The Chair announced it was time for the Members to vote on the Bill. He read the Motion of Desirability which was agreed to unanimously. Mr Mabope then embarked on a more detailed clause-by-clause reading of the Bill, taking more questions from Members.

Clause 2, "Exclusion from application of this Act"
Mr Ellis asked why the South African Police Service and Military Health Services had been excluded.

Mr Mabope answered they were governed by a different Act and that some services, such as those pertaining to criminal law, are highly confidential.

Mr Ellis asked if they might come under the Act at some time in the future?

Mr Mabope said negotiations would continue.

Clause 4, "Objects of Service"
Mr Ellis asserted that clause 4 is representative of his party's difference of opinion with the ANC. He said the DP cannot believe a big nationalised health service can provide "efficient and cost-effective" health laboratory services, as clause 4(a) sets out as an object of the Services. He asked if they were creating another parastatal that would be able to meet the objectives of its Bill.

Dr Jassat (ANC) said a centralised system is more efficient than a private one.

Mr Mabope said you can only centralise what it makes sense to centralise. For example, staff appraisals can't be done centrally, so they will have to be done at a lower level. There can also be particular areas of specialisation around the country, for example, pathology. In this way, everything will not be completely centralised.

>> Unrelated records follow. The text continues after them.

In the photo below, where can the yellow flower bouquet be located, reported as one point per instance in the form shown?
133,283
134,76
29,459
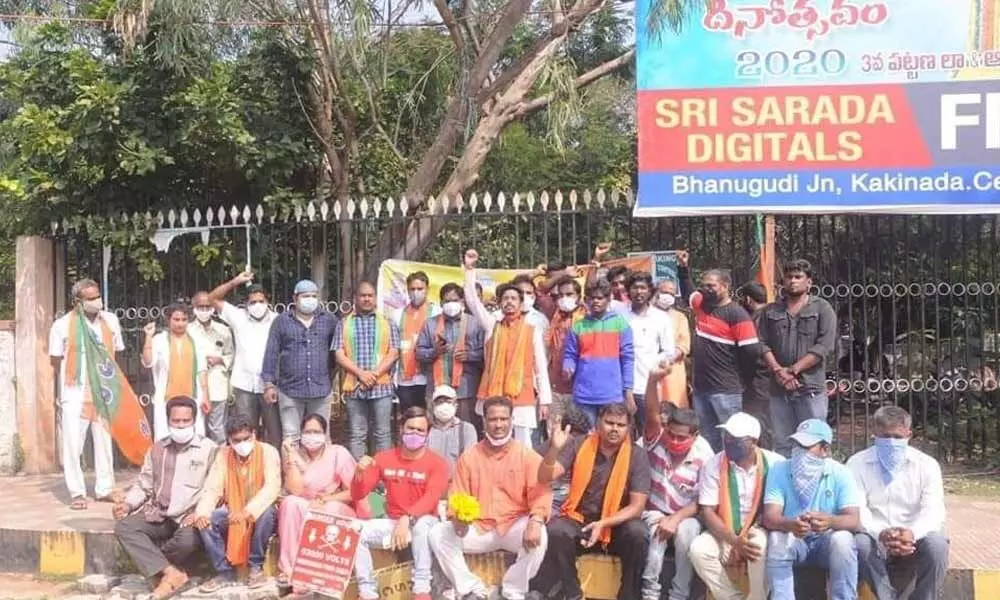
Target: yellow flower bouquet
464,507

Clause 7, "Composition of Board"
Mr Ellis asked if there were enough members of the Board with specific technical experience.

Mr Mabope said they had been uncertain as to whether or not to make requirements that specific professions be represented on the Board but ultimately had decided not to. This was because it might have raised questions as to the representativeness of certain professions.

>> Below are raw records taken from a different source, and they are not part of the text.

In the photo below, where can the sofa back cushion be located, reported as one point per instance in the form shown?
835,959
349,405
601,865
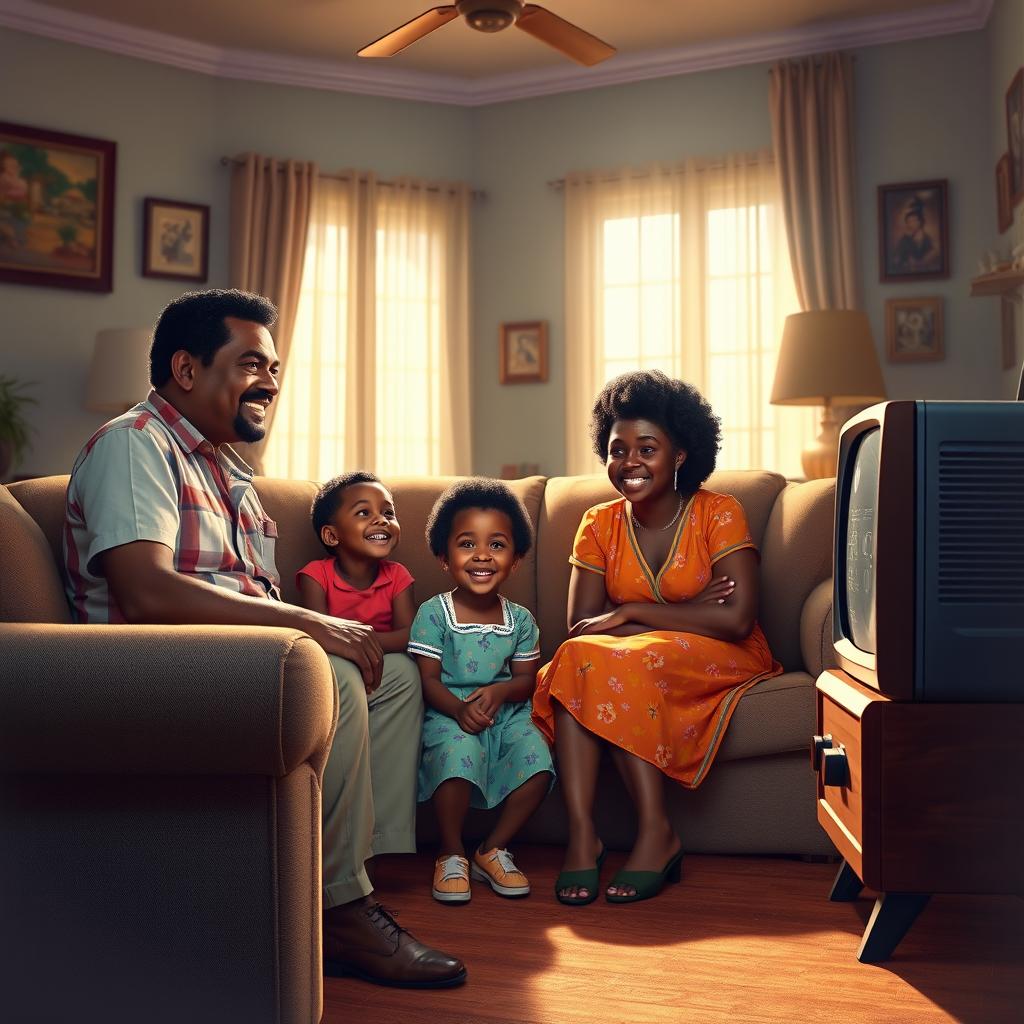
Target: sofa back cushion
287,502
567,498
31,585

Mr Ellis asked if the Minister can override a province.

Mr Mabope responded by referring to the "gel" that makes government work. This gel cannot be touched, he said. It is based on goodwill and co-operative governance. He commented that, in this context "override" is a harsh word.

Clause 15, Purchasing of services
Mr Ellis asked for clarification of this clause.

Mr Mabope answered that the NHLS should be able to do work coming from the private sector, as set out in clause 7, and also drew attention to clause 5(2)(e) which allows the NHLS to purchase a service from the private sector. He added if a test is not done frequently, it may be cheaper to have it done privately and locally rather than sending it to Johannesburg.

Clause 18, "Finances of Service"
Dr Rhoda (NNP) asked if any budget problems between central and provincial governments were anticipated.

Mr Mabope said there would be no big reserves left or surpluses.

Mr Ellis asked if this surplus would be allowed to rollover.

Mr Mabope said he would investigate how rollover funds would be dealt with.

Mr Ellis insisted he be informed as to what will happen to these funds. If there was no rollover, how would the money be spent? Would it just be spent recklessly so the budget would be used up?

The Chairperson interjected and said Mr Ellis's questions were for information, not for voting purposes.

Voting on the Bill
The Committee voted on the Bill.
The ANC voted in favour whereas the DP and the NNP voted against.
The tally was 9 to 2, so the Bill was passed by the Committee.